Isaiah’s prophecy speaks of human potential fully realized and the peaceable kingdom that makes possible. The faith of Abraham and the courage and creativity of King David show much of the potential that is in all human beings, regardless of whether they are biological descendants of Abraham and David or not. At the heart of the Jewish understanding of what it is to be human – and therefore at the heart of Jesus’ understanding of what it is to be human – is the insight that we humans are created in the image and likeness of God. That is what Isaiah is saying when he mixes his metaphors in the very first verse of today’s Old Testament reading:

“A shoot shall come out from the stump of Jesse, and a branch shall grow out of his roots.” 

Shoots do grow out of tree stumps, but branches do not grow out of roots, at least not directly.
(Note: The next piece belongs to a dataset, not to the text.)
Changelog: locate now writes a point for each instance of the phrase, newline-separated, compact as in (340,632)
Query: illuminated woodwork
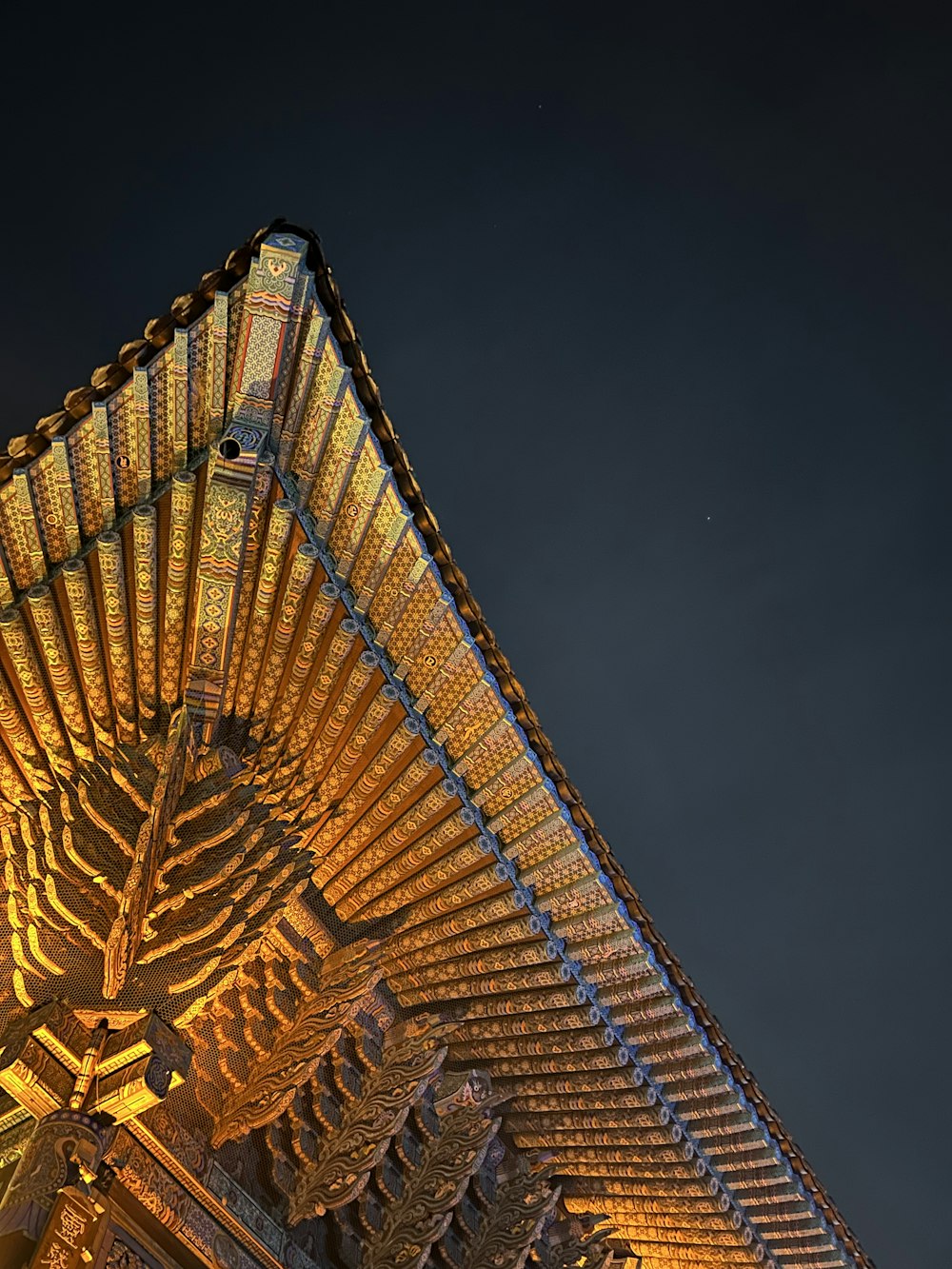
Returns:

The roots of Jesse lay not only in his human ancestry, traceable back to Abraham, but in the God in whose image and likeness he was made, and we are all made.

The hope of Advent is that justice and peace are possible if we human beings define ourselves in terms of our shared rootedness in God. That is the only family tree that matters, because that is the only family tree that includes us all. It is the family tree that Jesus acknowledged by showing unconditional and unselective love to all who needed it and were able to receive it. We shall be judged, lovingly and fully, on the extent to which we have followed his example. Following that example is our only hope, but it is a very real hope.